Ces nouvelles dispositions répondent-elles aux attentes des conjoint.es
Oui et non. On ne peut pas nier que c’est un pas en avant car le nouveau texte va nécessairement permettre à plusieurs demandeurs d’obtenir une décharge de responsabilité qu’ils n’auraient pas pu obtenir sur la base du dispositif légal. La restitution des sommes appréhendées avant la date de la demande est par ailleurs une avancée formidable que la version finale du texte devra absolument conserver.
On peut néanmoins regretter qu’il faille toujours être séparés pour être éligibles à une décharge. Les couples encore mariés ou pacsés, de même que les veufs/veuves resteront inéligibles.
Dans l’attente d’une véritable suppression de la solidarité fiscale entre époux, il aurait également été préférable de réformer le dispositif légal lui-même en assouplissant la façon dont la « disproportion marquée » est appréciée. Le texte adopté par les sénateurs prévoyait à l’origine d’exclure certains biens de l’évaluation patrimoniale du demandeur : sa résidence principale (ce qui est déjà prévu par la doctrine administrative d’ailleurs) et les biens acquis avant le mariage ou reçus par donation ou succession. Cette réforme aurait été pleine de bon sens et aurait permis de régler beaucoup de situations sans avoir à s’en remettre au « pouvoir gracieux » de l’administration fiscale dont ne sait pas encore très bien comment il sera utilisé.
Par ailleurs, il faut absolument réformer les procédures de recouvrement. Actuellement, que le demandeur obtienne sa désolidarisation ou non, l’intégralité de son patrimoine reste appréhendable par l’administration fiscale s’il ne règle pas la quote-part d’imposition restant à sa charge. Or, certains biens doivent absolument être rendus insaisissables. On ne voit pas bien pourquoi des biens reçus par donation ou succession ou des biens acquis avant le mariage devraient servir à rembourser les dettes d’un ex-conjoint !? Ce sont par définition des biens sans lien avec la dette de l’ex-conjoint.

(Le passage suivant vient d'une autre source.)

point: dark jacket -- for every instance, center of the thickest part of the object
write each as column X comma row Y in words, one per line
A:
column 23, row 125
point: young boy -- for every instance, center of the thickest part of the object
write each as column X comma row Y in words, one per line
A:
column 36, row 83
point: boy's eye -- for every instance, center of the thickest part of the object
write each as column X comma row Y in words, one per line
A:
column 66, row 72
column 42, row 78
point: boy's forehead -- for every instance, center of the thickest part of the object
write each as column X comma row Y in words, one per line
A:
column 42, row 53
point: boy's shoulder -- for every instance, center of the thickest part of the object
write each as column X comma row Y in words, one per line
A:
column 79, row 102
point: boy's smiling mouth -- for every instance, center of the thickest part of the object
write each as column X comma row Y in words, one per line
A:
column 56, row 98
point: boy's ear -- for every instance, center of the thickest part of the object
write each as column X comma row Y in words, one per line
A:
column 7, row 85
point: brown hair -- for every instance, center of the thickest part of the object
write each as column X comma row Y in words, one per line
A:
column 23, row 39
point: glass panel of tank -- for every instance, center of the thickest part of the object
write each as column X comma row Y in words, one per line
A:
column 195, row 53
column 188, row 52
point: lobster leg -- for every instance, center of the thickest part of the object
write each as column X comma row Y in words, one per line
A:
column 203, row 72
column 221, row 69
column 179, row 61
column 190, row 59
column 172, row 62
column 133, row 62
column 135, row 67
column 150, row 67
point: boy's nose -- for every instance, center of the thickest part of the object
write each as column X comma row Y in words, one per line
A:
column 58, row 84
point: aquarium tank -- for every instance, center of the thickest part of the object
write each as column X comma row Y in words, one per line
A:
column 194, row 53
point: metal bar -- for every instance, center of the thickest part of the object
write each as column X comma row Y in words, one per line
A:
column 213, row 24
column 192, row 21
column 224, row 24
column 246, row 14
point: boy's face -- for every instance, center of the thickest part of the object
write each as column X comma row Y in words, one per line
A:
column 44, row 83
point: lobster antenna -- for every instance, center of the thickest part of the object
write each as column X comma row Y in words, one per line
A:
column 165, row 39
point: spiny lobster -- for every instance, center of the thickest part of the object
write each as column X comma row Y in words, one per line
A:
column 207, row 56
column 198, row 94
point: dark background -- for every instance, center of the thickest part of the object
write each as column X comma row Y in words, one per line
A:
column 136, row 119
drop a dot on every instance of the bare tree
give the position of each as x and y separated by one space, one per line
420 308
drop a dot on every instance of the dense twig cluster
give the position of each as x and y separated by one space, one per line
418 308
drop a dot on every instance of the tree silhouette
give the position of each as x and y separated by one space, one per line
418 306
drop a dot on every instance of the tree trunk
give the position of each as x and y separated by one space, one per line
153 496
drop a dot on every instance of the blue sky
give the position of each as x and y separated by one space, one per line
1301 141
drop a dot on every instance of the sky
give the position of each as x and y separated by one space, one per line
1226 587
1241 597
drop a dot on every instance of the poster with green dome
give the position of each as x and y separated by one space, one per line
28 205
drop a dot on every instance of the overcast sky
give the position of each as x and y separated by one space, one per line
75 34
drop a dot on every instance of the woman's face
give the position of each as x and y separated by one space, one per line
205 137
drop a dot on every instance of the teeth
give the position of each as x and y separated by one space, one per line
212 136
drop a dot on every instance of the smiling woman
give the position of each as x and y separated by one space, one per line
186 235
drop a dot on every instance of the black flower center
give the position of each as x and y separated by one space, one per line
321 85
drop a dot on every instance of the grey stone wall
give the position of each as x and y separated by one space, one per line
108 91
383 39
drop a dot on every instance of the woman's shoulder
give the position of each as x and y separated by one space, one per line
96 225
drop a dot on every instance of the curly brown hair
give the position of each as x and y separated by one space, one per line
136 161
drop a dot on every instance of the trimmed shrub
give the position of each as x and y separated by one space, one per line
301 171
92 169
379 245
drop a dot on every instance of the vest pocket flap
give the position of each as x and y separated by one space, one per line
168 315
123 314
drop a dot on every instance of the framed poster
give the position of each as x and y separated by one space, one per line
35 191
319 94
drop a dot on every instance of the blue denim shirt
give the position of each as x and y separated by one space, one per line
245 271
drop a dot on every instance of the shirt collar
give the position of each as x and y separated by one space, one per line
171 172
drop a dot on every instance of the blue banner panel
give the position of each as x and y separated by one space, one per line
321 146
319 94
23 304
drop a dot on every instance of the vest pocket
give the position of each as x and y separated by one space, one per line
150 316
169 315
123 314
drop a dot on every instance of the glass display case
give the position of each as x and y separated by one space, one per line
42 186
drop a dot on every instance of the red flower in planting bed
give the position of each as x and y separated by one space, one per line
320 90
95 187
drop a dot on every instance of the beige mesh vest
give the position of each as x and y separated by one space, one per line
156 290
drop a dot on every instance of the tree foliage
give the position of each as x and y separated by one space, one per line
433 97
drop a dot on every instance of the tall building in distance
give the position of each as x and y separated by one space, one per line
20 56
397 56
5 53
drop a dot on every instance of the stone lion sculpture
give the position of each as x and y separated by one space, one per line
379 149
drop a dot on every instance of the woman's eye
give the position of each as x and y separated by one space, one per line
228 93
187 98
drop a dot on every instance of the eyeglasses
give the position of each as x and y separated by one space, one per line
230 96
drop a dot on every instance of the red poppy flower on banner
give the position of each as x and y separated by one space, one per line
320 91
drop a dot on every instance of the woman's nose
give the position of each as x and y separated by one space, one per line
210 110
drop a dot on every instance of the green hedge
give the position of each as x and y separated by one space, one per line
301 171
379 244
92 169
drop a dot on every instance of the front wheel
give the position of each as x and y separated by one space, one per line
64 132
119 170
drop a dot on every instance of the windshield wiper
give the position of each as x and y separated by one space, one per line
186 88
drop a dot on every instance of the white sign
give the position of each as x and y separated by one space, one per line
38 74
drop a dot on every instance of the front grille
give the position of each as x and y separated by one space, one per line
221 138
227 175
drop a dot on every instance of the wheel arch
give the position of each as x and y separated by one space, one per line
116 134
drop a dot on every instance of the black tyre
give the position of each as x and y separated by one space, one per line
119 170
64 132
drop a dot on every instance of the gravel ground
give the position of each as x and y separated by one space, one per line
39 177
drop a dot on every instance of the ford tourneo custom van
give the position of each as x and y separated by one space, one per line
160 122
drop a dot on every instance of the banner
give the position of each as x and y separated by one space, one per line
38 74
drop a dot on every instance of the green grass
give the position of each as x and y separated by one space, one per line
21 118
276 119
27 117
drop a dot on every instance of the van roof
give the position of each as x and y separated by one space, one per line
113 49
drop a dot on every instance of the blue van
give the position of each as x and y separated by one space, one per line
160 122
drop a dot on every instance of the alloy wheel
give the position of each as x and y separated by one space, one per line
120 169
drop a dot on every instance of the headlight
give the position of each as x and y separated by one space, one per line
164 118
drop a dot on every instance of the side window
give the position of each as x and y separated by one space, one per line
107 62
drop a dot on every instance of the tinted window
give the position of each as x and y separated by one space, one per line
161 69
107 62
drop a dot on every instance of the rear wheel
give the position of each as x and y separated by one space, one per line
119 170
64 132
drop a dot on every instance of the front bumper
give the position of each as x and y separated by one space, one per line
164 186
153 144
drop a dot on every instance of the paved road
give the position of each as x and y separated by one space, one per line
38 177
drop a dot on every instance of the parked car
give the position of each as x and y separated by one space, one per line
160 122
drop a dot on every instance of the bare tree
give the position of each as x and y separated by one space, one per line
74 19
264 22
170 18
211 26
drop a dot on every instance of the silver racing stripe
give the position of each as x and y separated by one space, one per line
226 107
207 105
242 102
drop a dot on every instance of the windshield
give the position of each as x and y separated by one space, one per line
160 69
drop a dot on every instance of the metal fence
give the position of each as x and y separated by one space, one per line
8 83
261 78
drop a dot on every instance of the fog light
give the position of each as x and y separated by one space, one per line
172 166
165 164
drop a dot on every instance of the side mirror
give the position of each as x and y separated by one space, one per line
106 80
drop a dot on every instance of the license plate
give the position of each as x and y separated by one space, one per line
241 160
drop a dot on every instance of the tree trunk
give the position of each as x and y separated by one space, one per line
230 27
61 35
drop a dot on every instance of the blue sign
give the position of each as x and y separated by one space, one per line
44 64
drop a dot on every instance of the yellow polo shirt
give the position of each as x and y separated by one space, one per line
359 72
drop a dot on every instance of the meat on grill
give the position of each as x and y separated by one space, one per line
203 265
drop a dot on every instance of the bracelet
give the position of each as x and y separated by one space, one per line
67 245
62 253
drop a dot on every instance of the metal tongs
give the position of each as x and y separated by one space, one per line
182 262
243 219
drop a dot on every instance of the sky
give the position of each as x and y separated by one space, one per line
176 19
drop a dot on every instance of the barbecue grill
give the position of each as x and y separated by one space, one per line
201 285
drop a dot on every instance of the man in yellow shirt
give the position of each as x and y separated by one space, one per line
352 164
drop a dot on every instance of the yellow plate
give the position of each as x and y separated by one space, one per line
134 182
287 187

Enfin, le calcul de la décharge continue de poser problème. Même lorsqu’il obtient sa désolidarisation, le demandeur conserve une quote-part de la dette à sa charge car le calcul prévu par le dispositif prévoit simplement une répartition de la dette fiscale au prorata des revenus de chacun. Ainsi, quand le rappel concerne des revenus imposés au barème progressif, le taux moyen du foyer augmente et l’imposition afférente aux revenus du demandeur également. Si plusieurs millions sont en jeu, le demandeur qui avait un taux d’imposition de 10% verra ses salaires ou ses pensions de retraite imposés à 45%. Il en résultera donc quand même plusieurs milliers d’euros à sa charge qu’il sera tenu d’acquitter. Il serait plus logique que l’imposition du demandeur soit calculée comme s’il était imposé séparément, de manière à ne pas être pénalisé par la prise en compte des revenus de son ex-conjoint pour le calcul de son taux d’imposition.